Tiwai set to cut more costs
Further cuts to costs are to be made at the cash-strapped Tiwai Pt aluminium smelter.
The cuts are on top of the $70 million announced in October.
New Zealand Aluminium Smelters this week confirmed it completed its plan to cut 100 jobs at the smelter, but it was still losing money and further cuts were expected.
NZAS general manager Ryan Cavanagh confirmed yesterday that in addition to Tiwai's planned $70m cut in capital expenditure, further cost-saving initiatives would be pursued next year.
Ongoing programmes to reduce costs would include a review of maintenance services during the first quarter of next year, Mr Cavanagh said.
NZAS continued to face increasingly difficult economic conditions. It would continue to try to work with "key suppliers and stakeholders to reduce costs and grow revenues." he said.
Up to 20 businesses in the Invercargill area are expected to be hit by the halt to spending on $70m of planned projects.
A spokesman for Pacific Aluminium, which is a business unit of Rio Tinto, said the Rio Tinto divestment process was continuing but NZAS would like a long-term future at the Tiwai Pt aluminium smelter.
"We have put in place a number of initiatives we hope will secure that future. However, we are still losing money. At the end of the day, a business cannot keep losing money."
As reported in The Southland Times on Saturday, NZAS completed its organisational restructure without any forced redundancies.
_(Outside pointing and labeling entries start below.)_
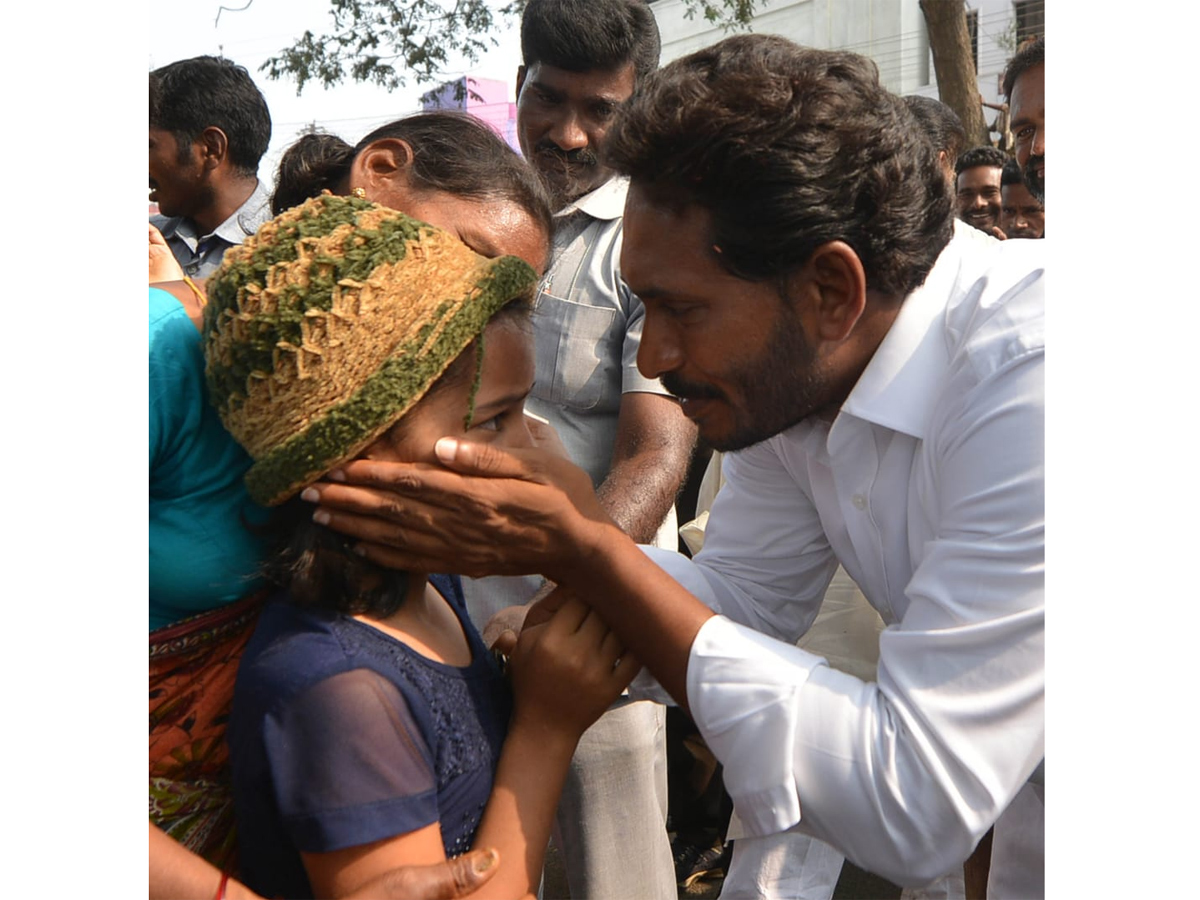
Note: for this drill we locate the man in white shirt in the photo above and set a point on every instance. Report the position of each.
(209, 127)
(876, 373)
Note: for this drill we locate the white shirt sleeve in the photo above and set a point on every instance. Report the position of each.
(903, 774)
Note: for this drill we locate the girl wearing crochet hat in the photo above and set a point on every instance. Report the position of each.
(205, 565)
(371, 727)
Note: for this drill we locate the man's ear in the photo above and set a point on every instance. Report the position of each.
(382, 167)
(214, 147)
(833, 285)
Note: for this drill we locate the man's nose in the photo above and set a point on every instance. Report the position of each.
(568, 132)
(659, 351)
(1039, 142)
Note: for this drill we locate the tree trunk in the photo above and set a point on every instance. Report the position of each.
(946, 21)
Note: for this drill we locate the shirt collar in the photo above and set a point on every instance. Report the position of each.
(899, 387)
(606, 202)
(247, 217)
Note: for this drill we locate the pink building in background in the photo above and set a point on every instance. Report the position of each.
(486, 99)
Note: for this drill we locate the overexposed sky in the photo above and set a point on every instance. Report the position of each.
(190, 28)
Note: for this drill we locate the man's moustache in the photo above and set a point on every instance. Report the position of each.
(569, 157)
(687, 390)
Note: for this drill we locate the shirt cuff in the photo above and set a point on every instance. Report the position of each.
(744, 691)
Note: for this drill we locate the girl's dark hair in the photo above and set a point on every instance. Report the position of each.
(317, 567)
(453, 151)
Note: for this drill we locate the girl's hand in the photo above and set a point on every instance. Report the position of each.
(568, 671)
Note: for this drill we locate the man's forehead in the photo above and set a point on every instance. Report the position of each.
(982, 173)
(603, 83)
(1029, 94)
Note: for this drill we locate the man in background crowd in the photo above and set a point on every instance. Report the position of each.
(978, 187)
(1025, 89)
(1020, 214)
(209, 127)
(582, 59)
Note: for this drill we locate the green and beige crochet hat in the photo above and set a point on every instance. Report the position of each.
(325, 327)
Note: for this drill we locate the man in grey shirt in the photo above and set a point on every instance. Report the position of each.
(582, 59)
(209, 127)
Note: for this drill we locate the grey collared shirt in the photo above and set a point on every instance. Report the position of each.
(587, 329)
(202, 253)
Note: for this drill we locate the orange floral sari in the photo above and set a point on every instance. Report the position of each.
(192, 669)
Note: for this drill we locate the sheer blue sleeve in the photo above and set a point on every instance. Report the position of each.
(348, 763)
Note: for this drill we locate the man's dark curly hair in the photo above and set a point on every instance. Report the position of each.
(1033, 53)
(789, 148)
(582, 35)
(190, 95)
(978, 156)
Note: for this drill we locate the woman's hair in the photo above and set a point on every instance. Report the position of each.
(453, 153)
(317, 567)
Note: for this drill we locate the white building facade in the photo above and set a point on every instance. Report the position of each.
(889, 31)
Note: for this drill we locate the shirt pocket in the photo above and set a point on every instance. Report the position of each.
(582, 364)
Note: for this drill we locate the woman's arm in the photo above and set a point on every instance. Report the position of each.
(567, 672)
(178, 874)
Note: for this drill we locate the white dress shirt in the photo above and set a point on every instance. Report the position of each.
(928, 489)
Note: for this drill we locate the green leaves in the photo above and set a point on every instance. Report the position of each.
(388, 42)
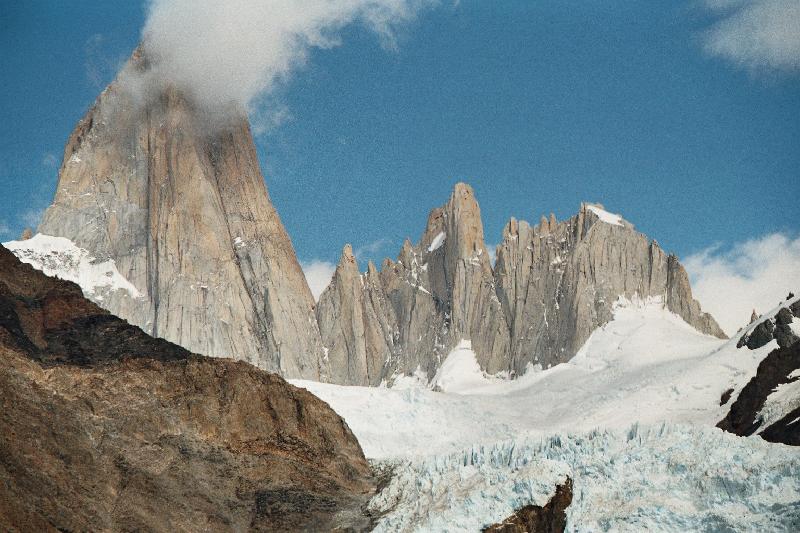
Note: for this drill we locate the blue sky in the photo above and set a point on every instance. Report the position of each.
(538, 105)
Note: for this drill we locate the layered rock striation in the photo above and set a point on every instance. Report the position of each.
(175, 197)
(104, 428)
(558, 282)
(552, 285)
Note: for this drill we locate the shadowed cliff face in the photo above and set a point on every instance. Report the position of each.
(105, 428)
(552, 285)
(177, 199)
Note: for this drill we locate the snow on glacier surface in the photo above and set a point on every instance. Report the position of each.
(630, 419)
(656, 478)
(605, 216)
(460, 372)
(647, 365)
(60, 257)
(437, 241)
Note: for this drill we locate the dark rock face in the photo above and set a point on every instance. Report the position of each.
(103, 428)
(180, 205)
(772, 371)
(777, 327)
(550, 518)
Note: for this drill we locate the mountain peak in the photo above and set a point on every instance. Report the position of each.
(183, 211)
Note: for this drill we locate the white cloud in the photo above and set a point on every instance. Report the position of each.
(50, 160)
(755, 274)
(757, 34)
(318, 275)
(236, 52)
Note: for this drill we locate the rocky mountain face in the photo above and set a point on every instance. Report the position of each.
(178, 202)
(558, 282)
(551, 286)
(104, 428)
(548, 518)
(408, 315)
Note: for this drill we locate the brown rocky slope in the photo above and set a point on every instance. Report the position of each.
(104, 428)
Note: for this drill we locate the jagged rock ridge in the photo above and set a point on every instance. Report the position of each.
(552, 285)
(408, 315)
(179, 203)
(104, 428)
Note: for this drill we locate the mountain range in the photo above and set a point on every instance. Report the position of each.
(566, 380)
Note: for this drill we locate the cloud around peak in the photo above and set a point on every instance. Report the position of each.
(237, 52)
(756, 34)
(755, 274)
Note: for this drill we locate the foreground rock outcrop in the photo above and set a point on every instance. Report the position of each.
(769, 404)
(558, 282)
(548, 518)
(552, 285)
(175, 197)
(104, 428)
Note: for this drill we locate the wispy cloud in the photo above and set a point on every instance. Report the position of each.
(318, 275)
(235, 53)
(756, 274)
(756, 34)
(32, 217)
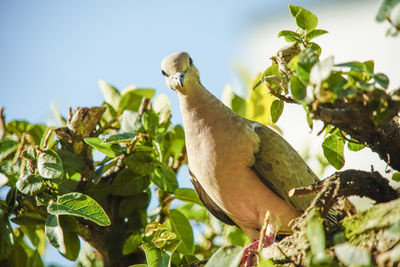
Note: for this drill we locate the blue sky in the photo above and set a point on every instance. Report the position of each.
(56, 51)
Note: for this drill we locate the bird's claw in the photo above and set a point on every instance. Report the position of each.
(251, 250)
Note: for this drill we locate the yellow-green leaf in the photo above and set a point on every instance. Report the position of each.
(81, 205)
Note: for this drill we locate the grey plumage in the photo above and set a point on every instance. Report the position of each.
(240, 168)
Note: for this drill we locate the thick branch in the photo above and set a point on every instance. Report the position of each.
(351, 183)
(358, 117)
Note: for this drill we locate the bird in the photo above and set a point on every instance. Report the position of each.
(240, 169)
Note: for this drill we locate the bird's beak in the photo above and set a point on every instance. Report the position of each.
(180, 77)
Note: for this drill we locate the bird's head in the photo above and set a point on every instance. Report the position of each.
(180, 72)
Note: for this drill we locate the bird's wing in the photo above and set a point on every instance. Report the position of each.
(209, 203)
(281, 168)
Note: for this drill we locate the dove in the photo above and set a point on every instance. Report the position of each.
(240, 169)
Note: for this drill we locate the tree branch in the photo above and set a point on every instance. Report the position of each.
(356, 117)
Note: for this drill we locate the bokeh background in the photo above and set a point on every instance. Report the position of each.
(56, 51)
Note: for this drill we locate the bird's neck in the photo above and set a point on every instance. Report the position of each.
(201, 109)
(214, 131)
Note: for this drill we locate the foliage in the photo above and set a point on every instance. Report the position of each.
(95, 177)
(298, 75)
(100, 188)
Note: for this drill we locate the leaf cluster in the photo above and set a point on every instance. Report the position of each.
(298, 75)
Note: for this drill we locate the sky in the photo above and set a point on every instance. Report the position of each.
(57, 51)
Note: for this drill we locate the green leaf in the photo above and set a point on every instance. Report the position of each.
(259, 101)
(355, 146)
(226, 256)
(17, 127)
(297, 88)
(81, 205)
(155, 257)
(50, 165)
(30, 184)
(314, 33)
(162, 239)
(131, 244)
(382, 80)
(369, 65)
(72, 163)
(111, 94)
(99, 191)
(188, 195)
(120, 138)
(276, 110)
(181, 226)
(28, 218)
(111, 150)
(6, 236)
(150, 121)
(333, 147)
(321, 71)
(385, 8)
(304, 18)
(396, 176)
(50, 139)
(131, 122)
(141, 162)
(130, 204)
(350, 255)
(18, 256)
(232, 100)
(35, 260)
(316, 48)
(7, 147)
(290, 36)
(194, 212)
(165, 179)
(128, 183)
(60, 119)
(315, 232)
(162, 106)
(58, 234)
(236, 236)
(3, 179)
(131, 99)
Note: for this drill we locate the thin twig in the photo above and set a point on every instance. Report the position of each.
(46, 139)
(20, 147)
(144, 105)
(2, 124)
(347, 139)
(69, 115)
(263, 231)
(323, 128)
(391, 22)
(284, 98)
(106, 126)
(304, 190)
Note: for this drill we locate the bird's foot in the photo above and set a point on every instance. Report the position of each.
(251, 249)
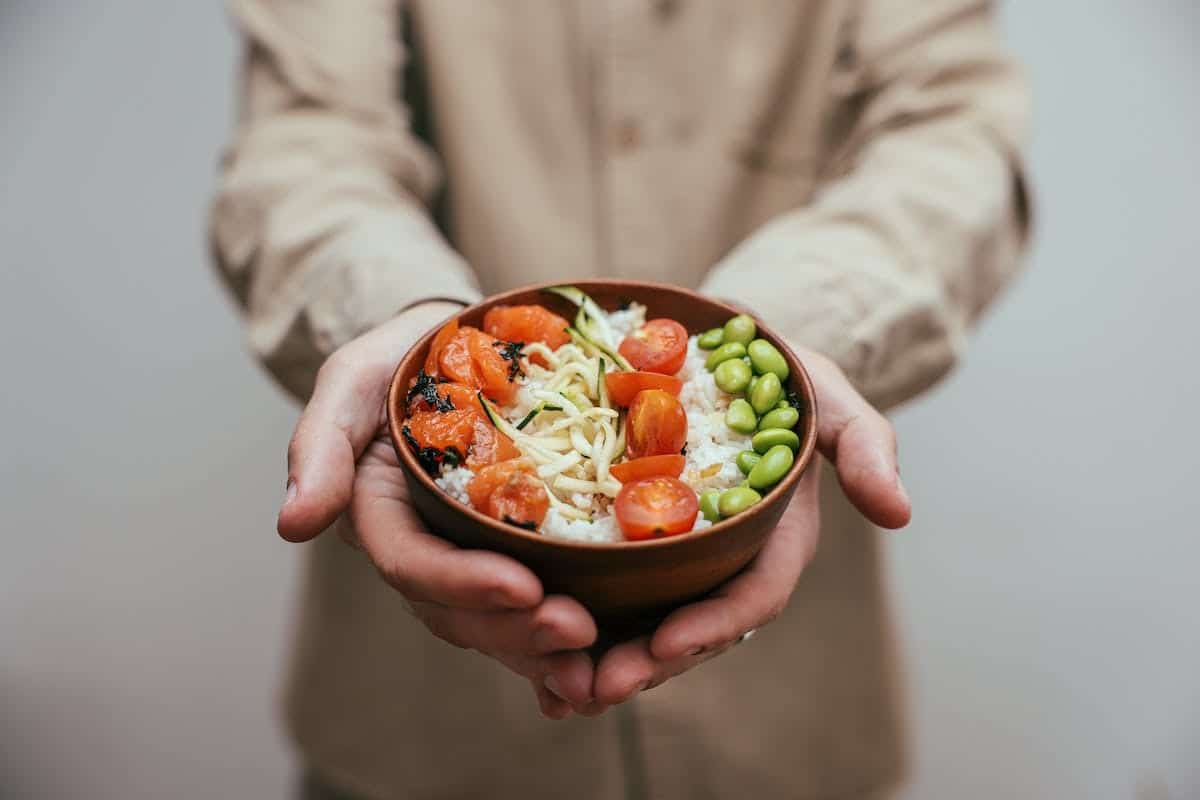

Some employees elected to take voluntary redundancy while other employees who wanted to continue working at the smelter were placed into other roles.
Engineering, Printing and Manufacturing Union Southland organiser Trevor Hobbs said all smelter workers should be concerned because several areas left untouched by redundancies could face cuts next time around.
He believed there was a real danger the smelter would close.
"If Tiwai management can't renegotiate its electricity contract and the Government continue to sit on their hands with the exchange rate, it's not looking bright," he said.
Meanwhile, Invercargill Mayor Tim Shadbolt said he received replies to almost all his letters sent to hundreds of government, community and industry leaders in October.
Mr Shadbolt had voiced his concerns about the smelter and urged the Government to take action.
In his letter, he said without proactive leadership from the Government, New Zealand's ability to host value-added industries and add value to its primary sector was coming to an end.
He also outlined the knock-on effect the closure of the smelter would have on Southland.
Mr Shadbolt said he was disappointed because most of the replies were neutral.
"They were mostly a generic ‘thank you for your information' replies, he said.
He had received tidbits of information about the smelter in the letters but had to verify whether they were true, he said.